A Justiça Federal em Roraima determinou que a União crie um novo cronograma de ações contra o garimpo ilegal na Terra Indígena Yanomami após o retorno dos garimpeiros ao território. A decisão, divulgada nesta quinta-feira (21), ocorre a pedido do Ministério Público Federal (MPF).
A retirada dos garimpeiros foi determinada pela Justiça no âmbito de ação civil pública ajuizada pelo MPF contra os órgãos federais, em 2020, com o objetivo de garantir a edição e a implantação de plano emergencial de ações de monitoramento territorial efetivo na terra indígena.
A medida deveria viabilizar o combate a ilícitos ambientais e a retirada de infratores. No entanto, segundo o Ministério Público, os esforços empreendidos pelos órgãos federais até o momento se mostraram ineficazes.
No requerimento à Justiça, o MPF destaca que os resultados promissores das operações governamentais realizadas no território, no início deste ano, não conseguiram evitar a reocupação de áreas pelo garimpo. Tais ações, segundo o órgão, geraram resultados positivos até o início do segundo semestre, quando houve um retrocesso mediante o retorno de não indígenas para atividades ilícitas de exploração mineral, sobretudo em áreas já desmatadas.
Há diversos relatos de aliciamento, prostituição, incentivo ao consumo de drogas e de bebidas alcoólicas e até estupro de indígenas por parte dos garimpeiros.
“Anotou-se que o garimpo é um empreendimento criminoso de grande resiliência e de alta capacidade de reorganização, exigindo, pois, o aperfeiçoamento constante das estratégias de comando e controle”, destacou o procurador da República responsável pelo caso, Alisson Marugal.
Segundo consta na ação, a atividade irregular provavelmente possui ligação com organizações criminosas que dão suporte logístico, financeiro e de armamentos para que os garimpeiros sigam enfrentando os agentes estatais. Para o Ministério Público, é necessário rever o plano de ações com base na experiência adquirida nos primeiros 180 dias de incursões contra o garimpo, para a adoção de novas providências capazes de frear a invasão.
A decisão judicial aponta que não foram adotadas medidas satisfatórias para o monitoramento eficaz da Terra Indígena Yanomami e não há um planejamento de caráter permanente para garantir a segurança, a saúde e a vida dos povos locais e dos profissionais de saúde que atuam no território.
Na avaliação da Justiça Federal em Roraima, o Estado brasileiro permanece em falta com os povos indígenas, que deveriam ser protegidos efetivamente.
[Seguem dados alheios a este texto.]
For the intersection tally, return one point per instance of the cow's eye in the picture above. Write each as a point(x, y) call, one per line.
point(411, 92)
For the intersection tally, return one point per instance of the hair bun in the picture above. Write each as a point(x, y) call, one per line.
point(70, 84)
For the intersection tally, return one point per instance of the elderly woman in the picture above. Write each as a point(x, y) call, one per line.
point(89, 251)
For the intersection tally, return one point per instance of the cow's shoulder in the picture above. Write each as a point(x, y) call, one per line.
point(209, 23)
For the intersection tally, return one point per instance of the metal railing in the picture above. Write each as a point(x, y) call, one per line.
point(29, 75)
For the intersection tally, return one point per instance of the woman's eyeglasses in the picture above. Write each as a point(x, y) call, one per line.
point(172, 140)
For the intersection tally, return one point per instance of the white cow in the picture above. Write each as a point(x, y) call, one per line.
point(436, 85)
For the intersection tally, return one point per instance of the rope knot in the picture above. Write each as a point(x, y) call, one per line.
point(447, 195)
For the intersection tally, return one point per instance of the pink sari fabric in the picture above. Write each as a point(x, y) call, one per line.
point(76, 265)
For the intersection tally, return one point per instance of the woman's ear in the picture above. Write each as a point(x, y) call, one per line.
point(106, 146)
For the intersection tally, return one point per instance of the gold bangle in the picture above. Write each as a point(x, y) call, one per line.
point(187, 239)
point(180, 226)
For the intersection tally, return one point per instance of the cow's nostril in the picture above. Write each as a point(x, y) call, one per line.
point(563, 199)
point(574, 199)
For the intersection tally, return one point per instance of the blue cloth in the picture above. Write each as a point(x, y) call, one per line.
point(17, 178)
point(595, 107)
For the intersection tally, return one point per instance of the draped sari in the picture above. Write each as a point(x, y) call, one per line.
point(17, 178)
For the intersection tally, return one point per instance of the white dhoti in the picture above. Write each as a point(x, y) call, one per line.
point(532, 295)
Informações prestadas no processo pela Hutukara Associação Yanomami, a partir de um balanço da ação estatal nos primeiros meses deste ano, mostram que a limitação de esforços de controle territorial e da participação das forças armadas impossibilitou o controle sobre a atividade do garimpo ilegal. Esse cenário revela um sentimento de insegurança ainda presente na terra indígena. “Os moradores se sentem constantemente inseguros, devido às ameaças que recebem por parte dos garimpeiros. Os invasores culpam a comunidade pelas operações de extrusão (desocupação), e esta tem sofrido represálias por denunciar o garimpo ilegal”, destaca a decisão da Justiça Federal.
Documentos juntados pelo MPF indicam que o problema do garimpo também desponta num quadro de desnutrição desenfreada de crianças, ao passo em que as instalações de saúde foram tomadas pelos invasores e transformadas em centro logístico da atividade ilegal.
Segundo dados do relatório mensal oficial sobre os atendimentos no Distrito Sanitário Especial Indígena Yanomami (DSEi-Y), até 4 de outubro de 2023 foram registradas mais de 20 mil notificações de gripe e 18,6 mil de malária. Pelo menos 215 mortes foram confirmadas, sendo 155 delas dentro da própria terra indígena.
Ao acatar o pedido do MPF, a Justiça Federal também determinou o levantamento do sigilo do processo para garantir o direito de acesso à Justiça dos povos indígenas previsto na Resolução n.º 454/2022, do Conselho Nacional de Justiça (CNJ). O objetivo é viabilizar a participação de lideranças Yanomami e permitir o diálogo e a aproximação dos povos indígenas com o sistema de Justiça.